Sir Martin Rees — On the Future: Prospects for Humanity


SCIENCE SALON # 48 | Skeptic.com

In this wide-ranging dialogue Michael Shermer talks to Martin Rees about: his early education and how he got interested in astronomy and cosmology • how the Big Bang theory won out over the Steady State theory • origin of life, SETI, and the search for a second genesis • Fermi Paradox (if life is abundant in the universe…where is everyone?) • space exploration (human or robotic or both?) • future of humanity as sentient A.I. (to the stars…inside computers!) • limits of scientific knowledge (are we nearing the “end of science”? No says Dr. Rees!) • threats and challenges facing humanity (nuclear weapons, climate change, overpopulation, sustainable energy sources, artificial intelligence, income inequality, political instability, and others) • role of religion in modern society (why Dr. Rees is an atheist but not a “new atheist”) • do we need to replace religion with a secular equivalent?

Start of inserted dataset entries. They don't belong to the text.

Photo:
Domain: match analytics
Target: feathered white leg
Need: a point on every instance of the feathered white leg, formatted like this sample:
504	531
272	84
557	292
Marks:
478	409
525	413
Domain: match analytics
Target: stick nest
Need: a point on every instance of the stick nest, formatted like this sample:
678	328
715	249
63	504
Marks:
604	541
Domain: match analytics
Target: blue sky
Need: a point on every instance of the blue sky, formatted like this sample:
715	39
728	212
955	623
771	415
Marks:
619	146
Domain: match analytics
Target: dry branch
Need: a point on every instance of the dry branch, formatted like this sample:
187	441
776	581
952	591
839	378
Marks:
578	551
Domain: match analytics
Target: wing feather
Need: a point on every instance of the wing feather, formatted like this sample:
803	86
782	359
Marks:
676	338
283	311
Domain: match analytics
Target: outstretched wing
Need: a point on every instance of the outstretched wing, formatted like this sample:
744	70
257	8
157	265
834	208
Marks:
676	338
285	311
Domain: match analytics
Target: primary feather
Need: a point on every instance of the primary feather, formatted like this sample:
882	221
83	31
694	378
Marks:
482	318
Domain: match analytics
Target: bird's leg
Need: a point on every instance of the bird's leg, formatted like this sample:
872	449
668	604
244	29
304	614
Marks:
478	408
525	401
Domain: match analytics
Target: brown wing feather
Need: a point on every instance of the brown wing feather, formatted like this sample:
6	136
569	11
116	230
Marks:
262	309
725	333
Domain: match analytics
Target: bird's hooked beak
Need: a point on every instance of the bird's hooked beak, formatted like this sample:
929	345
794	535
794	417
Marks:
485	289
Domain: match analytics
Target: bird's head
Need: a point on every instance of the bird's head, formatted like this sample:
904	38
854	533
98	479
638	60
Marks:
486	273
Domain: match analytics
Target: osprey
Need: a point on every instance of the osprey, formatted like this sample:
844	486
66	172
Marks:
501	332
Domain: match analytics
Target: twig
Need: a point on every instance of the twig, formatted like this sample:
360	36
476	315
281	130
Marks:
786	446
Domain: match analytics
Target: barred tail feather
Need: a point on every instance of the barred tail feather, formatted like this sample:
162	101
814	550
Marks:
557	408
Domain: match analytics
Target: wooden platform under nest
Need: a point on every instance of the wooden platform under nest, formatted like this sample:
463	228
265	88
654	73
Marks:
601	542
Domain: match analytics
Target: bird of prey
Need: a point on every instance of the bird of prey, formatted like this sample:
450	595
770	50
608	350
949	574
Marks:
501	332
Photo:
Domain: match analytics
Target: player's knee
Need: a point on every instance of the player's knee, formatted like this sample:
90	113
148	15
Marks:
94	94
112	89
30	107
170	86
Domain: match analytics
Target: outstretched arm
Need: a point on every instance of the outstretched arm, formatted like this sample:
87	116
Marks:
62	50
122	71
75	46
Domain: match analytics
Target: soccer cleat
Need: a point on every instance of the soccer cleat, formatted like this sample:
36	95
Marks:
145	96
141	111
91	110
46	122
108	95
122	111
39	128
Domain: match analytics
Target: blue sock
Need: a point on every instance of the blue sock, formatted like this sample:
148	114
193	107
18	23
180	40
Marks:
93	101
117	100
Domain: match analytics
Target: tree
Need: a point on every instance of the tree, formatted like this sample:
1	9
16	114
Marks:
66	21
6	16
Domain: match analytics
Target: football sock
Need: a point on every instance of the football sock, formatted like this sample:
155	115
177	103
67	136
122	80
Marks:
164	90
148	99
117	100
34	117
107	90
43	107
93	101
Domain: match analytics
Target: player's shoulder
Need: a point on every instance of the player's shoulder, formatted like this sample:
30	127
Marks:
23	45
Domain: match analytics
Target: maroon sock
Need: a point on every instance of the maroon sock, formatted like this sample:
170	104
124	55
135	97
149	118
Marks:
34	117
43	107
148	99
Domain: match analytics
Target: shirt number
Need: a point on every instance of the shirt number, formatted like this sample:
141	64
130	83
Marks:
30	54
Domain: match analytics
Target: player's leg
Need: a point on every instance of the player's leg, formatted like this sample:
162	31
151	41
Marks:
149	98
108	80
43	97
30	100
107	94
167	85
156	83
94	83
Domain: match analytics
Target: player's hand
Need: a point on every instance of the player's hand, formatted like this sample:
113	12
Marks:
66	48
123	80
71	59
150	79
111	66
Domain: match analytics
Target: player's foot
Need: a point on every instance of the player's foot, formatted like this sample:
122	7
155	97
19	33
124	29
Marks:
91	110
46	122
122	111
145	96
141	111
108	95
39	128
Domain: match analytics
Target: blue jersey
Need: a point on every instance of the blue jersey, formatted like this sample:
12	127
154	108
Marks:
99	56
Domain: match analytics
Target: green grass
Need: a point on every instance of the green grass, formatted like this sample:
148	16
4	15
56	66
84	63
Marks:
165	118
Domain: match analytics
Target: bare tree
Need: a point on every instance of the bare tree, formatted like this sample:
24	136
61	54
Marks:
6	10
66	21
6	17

Sir Martin Rees is a leading astrophysicist as well as a senior figure in UK science and a public intellectual in England and America. He has conducted influential theoretical work on subjects as diverse as black hole formation and extragalactic radio sources, and in the 1960s his research provided key evidence to contradict the Steady State theory of the evolution of the Universe. Dr. Rees was also one of the first to predict the uneven distribution of matter in the Universe, and proposed observational tests to determine the clustering of stars and galaxies. Much of his most valuable research has focused on the end of the so-called cosmic dark ages —a period shortly after the Big Bang when the Universe was as yet without light sources.

As Astronomer Royal and a Past President of the Royal Society, Martin is a prominent scientific spokesperson and the author of seven books of popular science. After receiving a knighthood in 1992 for his services to science, he was elevated to the title of Baron Rees of Ludlow in 2005. His latest book is On the Future: Prospects for Humanity.